A different gene in a different pathway might be involved in OCD as well, based on findings by HHMI investigator Shahin Rafii of Weill Cornell Medical College in New York City and colleagues.
While searching for genes switched on in stem cells, the researchers discovered a gene family, the Slitrks, whose functions were mysterious. One of these genes, Slitrk5, is active in blood vessel cells and blood stem cells. Rafii and colleagues deleted the gene from mice to nail down what it does.
To the team’s surprise, mice missing Slitrk5 resembled Capecchi’s mice and OCD patients. Like Capecchi’s animals, the rodents washed so often that they tore out their fur and injured their skin. Anxiety is a typical OCD symptom, and the mice were timid, even for rodents. As the researchers reported in the May 2010 Nature Medicine, the mice curbed their grooming after treatment with Prozac (fluoxetine), a common therapy for OCD.
The mice also showed telling brain changes. The orbitofrontal cortex, a region at the front of the brain that is responsible for decision making, was hyperactive.
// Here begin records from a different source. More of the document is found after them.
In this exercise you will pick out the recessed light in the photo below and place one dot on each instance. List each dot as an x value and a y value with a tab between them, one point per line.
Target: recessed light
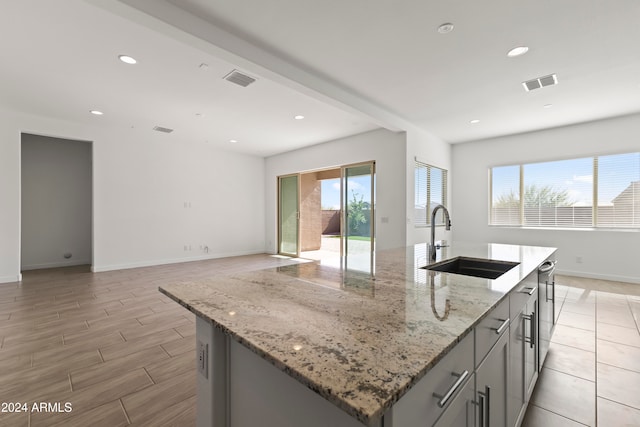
127	59
445	28
517	51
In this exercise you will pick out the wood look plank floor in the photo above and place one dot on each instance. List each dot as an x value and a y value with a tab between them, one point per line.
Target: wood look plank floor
121	353
109	343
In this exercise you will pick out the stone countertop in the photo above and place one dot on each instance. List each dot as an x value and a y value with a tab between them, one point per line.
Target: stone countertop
359	342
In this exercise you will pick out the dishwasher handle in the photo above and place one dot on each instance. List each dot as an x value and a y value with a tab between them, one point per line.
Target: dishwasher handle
547	267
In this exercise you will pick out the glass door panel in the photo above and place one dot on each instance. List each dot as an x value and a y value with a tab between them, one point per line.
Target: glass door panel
358	216
288	215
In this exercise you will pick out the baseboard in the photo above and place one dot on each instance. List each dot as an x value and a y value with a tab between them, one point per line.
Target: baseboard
589	275
151	263
11	279
55	265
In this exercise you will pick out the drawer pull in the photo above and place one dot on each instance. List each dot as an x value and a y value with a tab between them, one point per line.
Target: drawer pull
444	399
505	323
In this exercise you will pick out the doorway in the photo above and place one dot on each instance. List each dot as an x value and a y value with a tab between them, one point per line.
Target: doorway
56	202
329	215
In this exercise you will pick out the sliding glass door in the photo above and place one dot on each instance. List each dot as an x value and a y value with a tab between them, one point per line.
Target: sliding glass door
358	219
288	215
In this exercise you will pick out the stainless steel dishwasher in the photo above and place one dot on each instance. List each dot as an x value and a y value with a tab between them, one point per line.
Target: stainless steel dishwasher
546	308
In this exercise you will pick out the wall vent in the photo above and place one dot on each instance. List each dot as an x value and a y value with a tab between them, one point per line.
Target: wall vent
239	78
549	80
161	129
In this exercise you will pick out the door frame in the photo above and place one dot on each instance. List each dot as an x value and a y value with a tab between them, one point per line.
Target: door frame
279	215
343	210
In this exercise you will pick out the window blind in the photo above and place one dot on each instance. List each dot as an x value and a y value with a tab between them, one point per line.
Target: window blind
618	190
430	191
600	191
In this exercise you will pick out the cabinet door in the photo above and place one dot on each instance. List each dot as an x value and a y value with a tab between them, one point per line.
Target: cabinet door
461	411
491	386
546	317
517	394
530	346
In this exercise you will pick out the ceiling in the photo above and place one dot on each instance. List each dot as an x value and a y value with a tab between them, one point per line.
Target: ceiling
347	66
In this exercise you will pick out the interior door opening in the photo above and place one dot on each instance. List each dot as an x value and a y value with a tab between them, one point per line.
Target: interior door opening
56	202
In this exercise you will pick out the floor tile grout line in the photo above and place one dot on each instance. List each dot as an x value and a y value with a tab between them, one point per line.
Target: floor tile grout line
559	415
567	373
619	367
619	403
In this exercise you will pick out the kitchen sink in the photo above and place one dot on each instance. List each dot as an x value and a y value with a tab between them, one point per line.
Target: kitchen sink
477	267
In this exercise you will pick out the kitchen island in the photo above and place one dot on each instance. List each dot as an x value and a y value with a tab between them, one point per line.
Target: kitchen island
309	344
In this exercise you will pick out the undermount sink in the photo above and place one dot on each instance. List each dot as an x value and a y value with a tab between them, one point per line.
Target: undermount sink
477	267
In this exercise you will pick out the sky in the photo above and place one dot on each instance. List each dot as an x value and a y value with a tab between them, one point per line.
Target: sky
361	185
615	173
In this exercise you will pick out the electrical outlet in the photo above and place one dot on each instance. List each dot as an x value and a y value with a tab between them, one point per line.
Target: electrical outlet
203	357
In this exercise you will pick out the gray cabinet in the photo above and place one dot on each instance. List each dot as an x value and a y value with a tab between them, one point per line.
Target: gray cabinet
491	385
461	411
523	358
546	308
434	394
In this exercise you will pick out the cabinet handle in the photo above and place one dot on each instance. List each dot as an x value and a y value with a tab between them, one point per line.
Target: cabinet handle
547	266
485	408
533	329
505	323
444	399
481	409
553	289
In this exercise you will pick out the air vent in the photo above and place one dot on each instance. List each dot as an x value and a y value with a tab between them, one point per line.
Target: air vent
161	129
239	78
549	80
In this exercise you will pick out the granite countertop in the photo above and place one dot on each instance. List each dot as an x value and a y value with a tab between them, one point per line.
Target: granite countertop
358	341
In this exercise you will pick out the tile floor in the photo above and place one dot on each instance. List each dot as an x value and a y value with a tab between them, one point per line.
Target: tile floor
592	372
123	354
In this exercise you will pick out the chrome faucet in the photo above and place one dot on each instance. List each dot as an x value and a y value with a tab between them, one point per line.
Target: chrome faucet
447	222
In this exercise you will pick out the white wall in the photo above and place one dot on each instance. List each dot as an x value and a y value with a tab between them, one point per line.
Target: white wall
607	254
56	202
385	147
141	182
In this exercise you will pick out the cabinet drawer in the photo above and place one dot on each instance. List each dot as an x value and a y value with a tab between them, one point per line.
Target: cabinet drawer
421	405
490	329
521	295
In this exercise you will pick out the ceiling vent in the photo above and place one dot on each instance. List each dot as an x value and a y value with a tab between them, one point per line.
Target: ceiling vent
161	129
239	78
549	80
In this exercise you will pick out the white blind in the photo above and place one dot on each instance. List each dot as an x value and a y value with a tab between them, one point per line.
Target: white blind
619	190
430	191
558	194
601	191
505	195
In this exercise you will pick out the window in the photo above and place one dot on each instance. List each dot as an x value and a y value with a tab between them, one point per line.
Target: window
430	191
602	191
618	190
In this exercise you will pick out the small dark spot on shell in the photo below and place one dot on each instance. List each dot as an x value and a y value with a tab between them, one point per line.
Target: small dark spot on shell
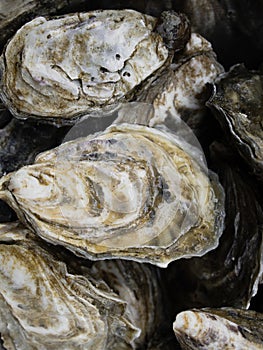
152	214
232	328
212	317
112	141
104	70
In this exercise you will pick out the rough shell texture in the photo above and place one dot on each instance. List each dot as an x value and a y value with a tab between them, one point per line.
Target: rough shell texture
65	67
131	191
225	328
45	307
138	285
237	103
230	274
182	89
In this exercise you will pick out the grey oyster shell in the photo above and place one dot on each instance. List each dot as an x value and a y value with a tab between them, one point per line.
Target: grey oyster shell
130	192
181	90
140	286
237	105
225	328
62	68
230	274
42	306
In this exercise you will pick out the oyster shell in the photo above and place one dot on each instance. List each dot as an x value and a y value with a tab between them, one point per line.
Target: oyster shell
42	306
230	274
225	328
131	191
58	69
237	105
180	92
140	286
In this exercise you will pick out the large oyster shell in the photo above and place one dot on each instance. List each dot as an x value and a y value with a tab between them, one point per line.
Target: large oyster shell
42	306
131	191
68	66
181	90
225	328
229	275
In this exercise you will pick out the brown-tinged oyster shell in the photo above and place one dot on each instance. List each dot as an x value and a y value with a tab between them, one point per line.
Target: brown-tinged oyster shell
225	328
237	103
180	92
42	306
140	286
58	69
230	274
131	191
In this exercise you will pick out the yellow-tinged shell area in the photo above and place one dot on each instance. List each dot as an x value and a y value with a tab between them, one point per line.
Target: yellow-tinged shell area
130	192
66	66
42	306
226	328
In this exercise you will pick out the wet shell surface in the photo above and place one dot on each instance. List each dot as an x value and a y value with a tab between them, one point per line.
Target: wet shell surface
129	192
237	104
225	328
64	67
42	306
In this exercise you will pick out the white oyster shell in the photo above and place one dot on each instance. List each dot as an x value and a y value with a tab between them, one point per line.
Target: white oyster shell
225	328
131	191
180	90
44	307
64	67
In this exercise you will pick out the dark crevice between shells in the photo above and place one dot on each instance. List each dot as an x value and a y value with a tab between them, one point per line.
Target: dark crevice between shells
2	343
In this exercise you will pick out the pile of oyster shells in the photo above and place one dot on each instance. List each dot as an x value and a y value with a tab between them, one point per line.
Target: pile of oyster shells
131	172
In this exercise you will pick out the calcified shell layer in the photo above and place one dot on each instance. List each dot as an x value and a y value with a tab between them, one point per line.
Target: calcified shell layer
66	66
225	328
42	306
130	191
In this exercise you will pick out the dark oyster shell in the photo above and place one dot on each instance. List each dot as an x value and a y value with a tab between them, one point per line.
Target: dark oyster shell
225	328
228	275
238	105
Meanwhile, the striatum, which sits farther back in the brain, was smaller than normal, and it contained fewer of the glutamate receptors that dampen neural activity. Rafii suggests that in OCD patients, the undersized striatum can’t prevent the overactive orbitofrontal cortex from firing off too many signals. The result could be compulsive behavior.
Because Slitrk5 is present in the blood cells, this could be another case in which non-nerve cells trigger OCD behavior. To test this hypothesis, Rafii’s team has transplanted bone marrow from normal mice into Slitrk5-deficient mice to determine whether normal blood cells curb the animals’ excessive grooming. They expect to have the answer by next year.